Emory Vaccine T32 Training Program in Vaccinology

The program, established in 2010 supports young researchers across several disciplines to integrate basic, translational, clinical, analytic, social and applied sciences in Vaccinology. There are 40 preceptors from 12 departments/programs in the program. It introduces PhD, MD, and MD/PhD scientists with diverse backgrounds to a comprehensive advanced training program. Dr. Walter Orenstein, a member of the IDCRCLG, is the founding and current PI for the Emory Vaccinology Training Grant.
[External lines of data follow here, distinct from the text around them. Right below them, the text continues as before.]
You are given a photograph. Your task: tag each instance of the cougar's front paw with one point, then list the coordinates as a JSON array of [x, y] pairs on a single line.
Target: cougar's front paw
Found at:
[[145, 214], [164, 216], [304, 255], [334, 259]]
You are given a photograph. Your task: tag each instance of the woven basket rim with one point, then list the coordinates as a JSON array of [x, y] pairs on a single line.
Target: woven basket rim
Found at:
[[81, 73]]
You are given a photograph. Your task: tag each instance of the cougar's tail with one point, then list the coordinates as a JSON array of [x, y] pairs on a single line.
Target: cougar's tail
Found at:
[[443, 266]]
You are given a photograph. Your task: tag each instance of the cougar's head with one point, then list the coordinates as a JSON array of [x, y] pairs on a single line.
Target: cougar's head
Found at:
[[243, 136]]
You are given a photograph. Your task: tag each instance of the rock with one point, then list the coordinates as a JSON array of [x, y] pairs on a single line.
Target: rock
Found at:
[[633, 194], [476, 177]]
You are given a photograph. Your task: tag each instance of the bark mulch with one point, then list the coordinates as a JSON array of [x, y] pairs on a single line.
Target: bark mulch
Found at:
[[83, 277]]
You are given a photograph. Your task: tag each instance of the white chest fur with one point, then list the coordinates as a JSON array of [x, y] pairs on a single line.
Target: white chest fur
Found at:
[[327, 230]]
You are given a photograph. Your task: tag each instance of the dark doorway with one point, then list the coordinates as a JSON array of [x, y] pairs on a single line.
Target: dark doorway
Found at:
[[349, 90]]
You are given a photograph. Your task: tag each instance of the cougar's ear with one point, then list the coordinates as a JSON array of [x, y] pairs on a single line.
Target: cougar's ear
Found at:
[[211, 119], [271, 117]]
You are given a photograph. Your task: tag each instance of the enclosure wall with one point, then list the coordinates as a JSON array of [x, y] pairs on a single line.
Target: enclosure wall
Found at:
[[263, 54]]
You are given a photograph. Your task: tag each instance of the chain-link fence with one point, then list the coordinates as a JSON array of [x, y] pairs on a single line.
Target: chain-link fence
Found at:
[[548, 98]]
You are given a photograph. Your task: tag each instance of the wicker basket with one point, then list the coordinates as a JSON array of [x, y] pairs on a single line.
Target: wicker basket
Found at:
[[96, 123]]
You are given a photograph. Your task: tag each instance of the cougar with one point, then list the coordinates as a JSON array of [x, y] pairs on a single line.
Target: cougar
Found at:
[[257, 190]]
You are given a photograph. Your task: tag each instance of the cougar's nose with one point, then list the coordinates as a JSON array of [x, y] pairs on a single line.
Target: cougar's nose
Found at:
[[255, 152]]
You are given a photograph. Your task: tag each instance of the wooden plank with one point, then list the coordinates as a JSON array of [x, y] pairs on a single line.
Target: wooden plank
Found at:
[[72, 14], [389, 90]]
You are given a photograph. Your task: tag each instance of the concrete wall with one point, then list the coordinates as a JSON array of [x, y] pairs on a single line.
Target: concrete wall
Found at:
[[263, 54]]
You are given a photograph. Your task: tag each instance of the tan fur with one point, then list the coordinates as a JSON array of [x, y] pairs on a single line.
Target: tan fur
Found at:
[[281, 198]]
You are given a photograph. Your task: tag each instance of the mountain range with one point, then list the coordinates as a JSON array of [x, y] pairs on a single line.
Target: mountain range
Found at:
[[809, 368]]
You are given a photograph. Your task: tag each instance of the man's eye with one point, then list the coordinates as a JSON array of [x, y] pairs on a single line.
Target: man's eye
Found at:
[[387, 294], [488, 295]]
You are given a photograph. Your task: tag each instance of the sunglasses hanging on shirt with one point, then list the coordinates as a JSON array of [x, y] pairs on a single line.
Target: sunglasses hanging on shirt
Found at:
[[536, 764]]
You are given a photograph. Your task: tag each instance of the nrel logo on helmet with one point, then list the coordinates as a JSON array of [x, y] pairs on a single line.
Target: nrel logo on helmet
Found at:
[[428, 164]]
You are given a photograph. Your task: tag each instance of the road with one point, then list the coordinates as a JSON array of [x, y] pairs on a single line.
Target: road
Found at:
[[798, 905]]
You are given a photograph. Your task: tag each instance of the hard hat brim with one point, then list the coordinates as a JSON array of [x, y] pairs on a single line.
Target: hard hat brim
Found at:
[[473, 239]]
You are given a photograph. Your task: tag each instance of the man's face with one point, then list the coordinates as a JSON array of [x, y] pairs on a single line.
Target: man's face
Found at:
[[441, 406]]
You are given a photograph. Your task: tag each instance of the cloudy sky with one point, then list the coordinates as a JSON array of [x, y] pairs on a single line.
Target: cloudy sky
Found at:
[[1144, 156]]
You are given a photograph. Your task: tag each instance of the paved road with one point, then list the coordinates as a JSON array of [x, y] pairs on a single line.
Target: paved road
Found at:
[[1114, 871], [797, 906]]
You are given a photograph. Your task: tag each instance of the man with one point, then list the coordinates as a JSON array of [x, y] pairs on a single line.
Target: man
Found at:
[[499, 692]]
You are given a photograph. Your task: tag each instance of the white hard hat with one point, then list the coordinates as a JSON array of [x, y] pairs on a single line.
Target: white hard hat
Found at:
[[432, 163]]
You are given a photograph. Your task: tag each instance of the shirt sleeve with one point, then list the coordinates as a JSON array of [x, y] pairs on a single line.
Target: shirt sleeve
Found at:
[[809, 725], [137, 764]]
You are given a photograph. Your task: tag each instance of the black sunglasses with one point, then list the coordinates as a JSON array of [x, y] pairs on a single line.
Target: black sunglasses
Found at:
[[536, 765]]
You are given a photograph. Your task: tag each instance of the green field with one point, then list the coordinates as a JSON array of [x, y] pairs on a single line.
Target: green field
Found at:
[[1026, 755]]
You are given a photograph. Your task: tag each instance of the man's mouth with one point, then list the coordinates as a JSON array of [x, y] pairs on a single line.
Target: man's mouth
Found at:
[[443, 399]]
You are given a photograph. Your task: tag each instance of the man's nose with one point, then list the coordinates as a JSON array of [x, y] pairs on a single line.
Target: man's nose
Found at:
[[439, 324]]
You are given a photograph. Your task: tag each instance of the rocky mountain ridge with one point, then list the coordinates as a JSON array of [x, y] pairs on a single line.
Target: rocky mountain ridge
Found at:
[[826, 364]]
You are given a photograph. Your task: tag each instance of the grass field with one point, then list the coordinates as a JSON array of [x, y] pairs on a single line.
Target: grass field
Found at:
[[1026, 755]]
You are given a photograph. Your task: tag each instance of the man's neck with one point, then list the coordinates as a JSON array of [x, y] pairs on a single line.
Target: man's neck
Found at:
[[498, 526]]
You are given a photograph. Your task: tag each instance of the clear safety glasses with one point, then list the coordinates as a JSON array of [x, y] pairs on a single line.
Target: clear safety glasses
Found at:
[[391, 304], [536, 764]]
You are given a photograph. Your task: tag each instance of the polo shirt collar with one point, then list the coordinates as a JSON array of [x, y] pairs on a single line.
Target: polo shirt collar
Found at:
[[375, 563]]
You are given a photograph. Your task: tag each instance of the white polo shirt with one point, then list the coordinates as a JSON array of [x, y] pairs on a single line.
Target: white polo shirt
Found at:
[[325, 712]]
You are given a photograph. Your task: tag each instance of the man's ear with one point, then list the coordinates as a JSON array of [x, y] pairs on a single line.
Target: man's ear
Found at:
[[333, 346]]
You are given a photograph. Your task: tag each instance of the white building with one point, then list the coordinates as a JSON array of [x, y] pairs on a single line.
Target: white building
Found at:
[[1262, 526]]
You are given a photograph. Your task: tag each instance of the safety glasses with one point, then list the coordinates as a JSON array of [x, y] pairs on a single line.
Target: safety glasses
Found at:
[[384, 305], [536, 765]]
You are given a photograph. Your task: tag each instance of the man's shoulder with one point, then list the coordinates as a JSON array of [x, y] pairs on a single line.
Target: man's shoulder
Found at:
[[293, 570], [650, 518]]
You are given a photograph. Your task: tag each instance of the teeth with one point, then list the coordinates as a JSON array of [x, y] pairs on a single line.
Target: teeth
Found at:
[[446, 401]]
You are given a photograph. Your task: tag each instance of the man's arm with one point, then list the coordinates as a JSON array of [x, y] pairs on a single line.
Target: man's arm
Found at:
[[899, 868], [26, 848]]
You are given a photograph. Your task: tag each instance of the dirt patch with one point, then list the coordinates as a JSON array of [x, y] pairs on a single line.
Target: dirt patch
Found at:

Other Related T32 Training Grants

The UAB Division of Infectious Diseases T32 Training Grant has longstanding strength in mentoring in all aspects of the study of STI, especially chlamydia, gonorrhea, syphilis, and genital herpes. The goal of University of Washington’s STD/AIDS T32 Research Training Grant is to train the next generation of leaders in STI and AIDS research; SDSU Director, Dr. Elizabeth Brown, is a mentor on this grant. In addition, the existing clinical and translational training programs at each of the eight academic medical centers within the LOC consortium provide model programs, experienced mentors and have institutional K, T and Masters’ programs in Clinical Research and Public Health.

These existing programs include:

  • Emory University Clinical and Translational Research: Supported by the Georgia CTSA: Clinical Research Bootcamp designed to provide junior investigators with a comprehensive overview of key clinical research concepts
  • Biostatistics for clinical and translational researchers, a weeklong biostatistics course that covers statistical concepts and analytical methods for data encountered in the biomedical sciences, biotechnology, and clinical/translational research
  • Grant Writing Bootcamp, a series of scientific and grant writing sessions for early career investigators
  • Team Science Training, a colloquium that addresses how to conduct team science
  • Mentor training for trainees, a workshop devoted to optimizing the mentor-mentee relationship adapted from the NIH National Research Mentoring Network.